Imprimir PDF

Neurodegenerative diseases

Gatekeeper to the cells

Cellular prion protein, the healthy version of the molecule that causes mad cow disease, controls the entry of chemical commands into neurons

Astrocyte: producer of the protein that triggers PrPC into action

riccardo cassiani-ingoni/spl Astrocyte: producer of the protein that triggers PrPC into actionriccardo cassiani-ingoni/spl

Nothing in nature is free, believed Dr. Ricardo Renzo Brentani. Coupled with keen intuition, that certainty led the oncologist – a pioneer of Brazilian molecular biology until he died in 2011 – to initiate his studies on a protein to which few others gave importance despite its crucial role in brain cell development and defense system balancing.

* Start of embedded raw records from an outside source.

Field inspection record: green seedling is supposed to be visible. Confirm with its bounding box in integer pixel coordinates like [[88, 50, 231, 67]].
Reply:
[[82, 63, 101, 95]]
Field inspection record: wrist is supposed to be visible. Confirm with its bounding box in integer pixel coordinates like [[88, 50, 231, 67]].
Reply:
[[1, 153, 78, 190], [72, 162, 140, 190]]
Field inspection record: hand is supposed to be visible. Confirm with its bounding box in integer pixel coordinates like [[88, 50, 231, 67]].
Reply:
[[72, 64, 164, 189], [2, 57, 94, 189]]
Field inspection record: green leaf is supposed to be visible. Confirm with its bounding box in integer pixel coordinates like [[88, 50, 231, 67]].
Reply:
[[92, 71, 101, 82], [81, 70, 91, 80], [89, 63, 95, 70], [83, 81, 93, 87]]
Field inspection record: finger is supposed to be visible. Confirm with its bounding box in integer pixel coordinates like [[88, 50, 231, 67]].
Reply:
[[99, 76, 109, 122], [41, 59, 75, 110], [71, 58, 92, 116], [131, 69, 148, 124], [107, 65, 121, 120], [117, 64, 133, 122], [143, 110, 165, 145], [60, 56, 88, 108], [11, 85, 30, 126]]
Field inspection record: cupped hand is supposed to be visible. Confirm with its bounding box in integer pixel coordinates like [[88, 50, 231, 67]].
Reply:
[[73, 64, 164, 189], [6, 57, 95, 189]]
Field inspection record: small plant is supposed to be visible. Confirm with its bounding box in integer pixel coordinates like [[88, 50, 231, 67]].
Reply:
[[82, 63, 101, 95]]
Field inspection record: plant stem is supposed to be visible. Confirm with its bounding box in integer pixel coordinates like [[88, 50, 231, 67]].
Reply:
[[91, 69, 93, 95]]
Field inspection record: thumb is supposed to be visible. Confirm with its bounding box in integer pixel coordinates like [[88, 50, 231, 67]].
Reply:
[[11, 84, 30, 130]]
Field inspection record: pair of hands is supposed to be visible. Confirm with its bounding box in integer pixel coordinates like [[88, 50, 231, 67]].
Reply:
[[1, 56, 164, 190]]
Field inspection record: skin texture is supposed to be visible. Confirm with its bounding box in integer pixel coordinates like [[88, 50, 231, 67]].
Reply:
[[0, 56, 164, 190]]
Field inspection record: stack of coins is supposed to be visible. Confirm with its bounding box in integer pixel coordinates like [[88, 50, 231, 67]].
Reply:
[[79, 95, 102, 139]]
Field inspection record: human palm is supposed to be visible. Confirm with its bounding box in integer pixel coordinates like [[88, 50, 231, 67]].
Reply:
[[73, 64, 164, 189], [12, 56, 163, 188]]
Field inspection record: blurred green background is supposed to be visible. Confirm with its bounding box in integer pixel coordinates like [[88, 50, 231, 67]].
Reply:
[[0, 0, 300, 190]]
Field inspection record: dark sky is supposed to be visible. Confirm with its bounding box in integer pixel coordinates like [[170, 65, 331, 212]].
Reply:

The protein that Brentani and his collaborators began to investigate 15 years ago goes by the name of cellular prion protein, or PrPC. This protein is produced by the body and can be found on the surface of almost every cell – most abundantly in the immune and central nervous systems. Thanks to the Brazilian researchers, it is now known that the PrPC is a type of gatekeeper to the cells: it organizes and controls the passage of information from the outside to the inside. A noble role indeed for a protein deemed unimportant until only recently. “Nature would not waste the time or the energy to create a protein with no biological function,” said Brentani in 2008, not long after he and his partners in the states of São Paulo, Rio de Janeiro, Minas Gerais and Rio Grande do Sul released the most comprehensive analysis ever published on the functions of the cellular prion protein.

Like a selective magnet anchored to the outside surface of cells, the PrPC attracts specific proteins from the extracellular environment — in some cases, more than one at the same time — and conveys into the cell interior the information they carry. In simple terms, this transfer of information is done in two ways. In one of them, the extracellular protein adheres to the PrPC, which then activates another protein that lies across the cell membrane and triggers chemical signals inside the cell. In the other, PrPC molecules slip into thinner areas of the membrane and are sucked into pouches called vesicles, where they connect to other proteins and relay commands to the nucleus or other regions of the cell. In brain cells, neurons in particular, the chemical signals triggered by the cellular prion protein instruct the cell to stay alive or to issue the elongations that connect it to other neurons (see infographic).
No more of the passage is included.